Several mothers found that by sitting upright with several pillows at their back, they could successfully nurse by bringing the baby "straight on" rather than cuddling the baby at the side in the more conventional position.
Several mothers reported that they supplemented with formula or by pumping their own milk when the baby was tired, or when the baby was very young. Most, however, were able to nurse exclusively by the time the baby was several months old.
Most parents felt that the nursing staff was most helpful and understanding of parents' feelings.
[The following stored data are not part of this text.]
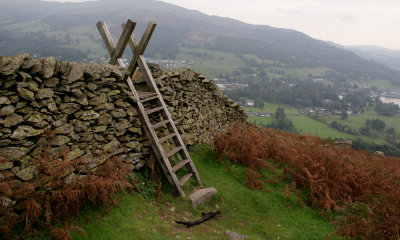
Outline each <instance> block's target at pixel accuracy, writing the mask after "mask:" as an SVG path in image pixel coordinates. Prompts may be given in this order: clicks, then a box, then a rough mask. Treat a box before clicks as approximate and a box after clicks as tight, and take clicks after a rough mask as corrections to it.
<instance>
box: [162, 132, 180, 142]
mask: <svg viewBox="0 0 400 240" xmlns="http://www.w3.org/2000/svg"><path fill="white" fill-rule="evenodd" d="M175 136H176V134H175V133H170V134H168V135H167V136H165V137H162V138H160V140H158V141H159V143H163V142H165V141H167V140H168V139H170V138H173V137H175Z"/></svg>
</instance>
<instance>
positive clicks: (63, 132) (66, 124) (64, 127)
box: [54, 123, 74, 134]
mask: <svg viewBox="0 0 400 240" xmlns="http://www.w3.org/2000/svg"><path fill="white" fill-rule="evenodd" d="M54 131H55V132H56V133H58V134H70V133H71V132H73V131H74V127H73V126H72V125H70V124H68V123H66V124H64V125H62V126H60V127H58V128H56V129H55V130H54Z"/></svg>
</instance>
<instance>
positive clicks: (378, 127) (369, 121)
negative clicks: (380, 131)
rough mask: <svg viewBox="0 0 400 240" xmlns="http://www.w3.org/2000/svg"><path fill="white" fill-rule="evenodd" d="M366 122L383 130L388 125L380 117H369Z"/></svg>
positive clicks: (379, 128)
mask: <svg viewBox="0 0 400 240" xmlns="http://www.w3.org/2000/svg"><path fill="white" fill-rule="evenodd" d="M365 124H366V125H368V126H371V127H372V128H373V129H375V130H378V131H379V130H383V129H385V127H386V123H385V122H384V121H382V120H380V119H368V120H367V121H365Z"/></svg>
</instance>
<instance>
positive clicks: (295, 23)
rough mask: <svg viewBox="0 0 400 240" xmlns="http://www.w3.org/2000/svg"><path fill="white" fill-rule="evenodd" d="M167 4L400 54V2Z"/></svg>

You might want to inquire at the hospital as to your rights regarding staying with your child. Usually the hospital staff is prepared and willing for you to help in many aspects of your infant's care if you wish.
When you bring your baby home following surgery, the surgeon may instruct you to use the arm restraints for a period of time he specifies. You might also want to attend one of our meetings or speak to a member whose infant has been through these procedures. They can give you suggestions regarding the hospitalization of the baby, other children's reactions, toys that can be adapted for crib play in the hospital, what to bring to the hospital, etc.
Speech -- Naturally you are probably concerned about your baby's ability to speak and develop language. Prescription Parents has some printed information available for parents and maintains a selected bibliography for parents from which other materials are available. Most children born with cleft palate develop excellent speech after surgery and with some speech therapy; however, it requires time and patience sometimes. Some children born with cleft palate require little or no speech therapy and/or secondary surgery; others require some of one or both. Many speech therapists like to talk with parents at least once during the first six months to give the parents an overview of the treatment and suggest specific language and speech stimulation games to play with your infant and young child. To find a qualified speech pathologist, consult the speech and Hearing Department at the hospital where your baby is being treated.
Hearing -- Children born with cleft palate usually develop normal hearing; however, recent studies indicate that from birth and during the pre-school and primary grade years, children born with cleft palate have a tendency to a condition known as otitis media. This is not serious in itself, yet it can have a slight effect on hearing temporarily. The condition occurs when the space behind the ear drum, known as the middle ear space, fills with a sticky fluid. The Eustachian tube which connects the ear to the nose, functions improperly in the child born with a cleft palate and does not adequately drain the middle ear space as it should. As the fluid accumulates in this space, the ear drum does not vibrate properly and thus hearing is diminished. It is most important to understand that this is a temporary condition and disappears with age; however, because the infant is affected at a time when (s)he is developing language, the parent would be well advised to consult an otologist because the condition is treatable. It is also important to note that the parent may not always be aware of the situation since hearing impairment may be slight, yet many otologists and speech therapists feel it is significant enough to impede speech an language development if left untreated. Prescription Parents has additional information in this area written by members of our Medical Advisory Board.
Prescription Parents sincerely wishes you and your baby our very best. We hope that you will want to join Prescription Parents and hope that you may someday want to be active in our group and share your insights about your baby and his care with others.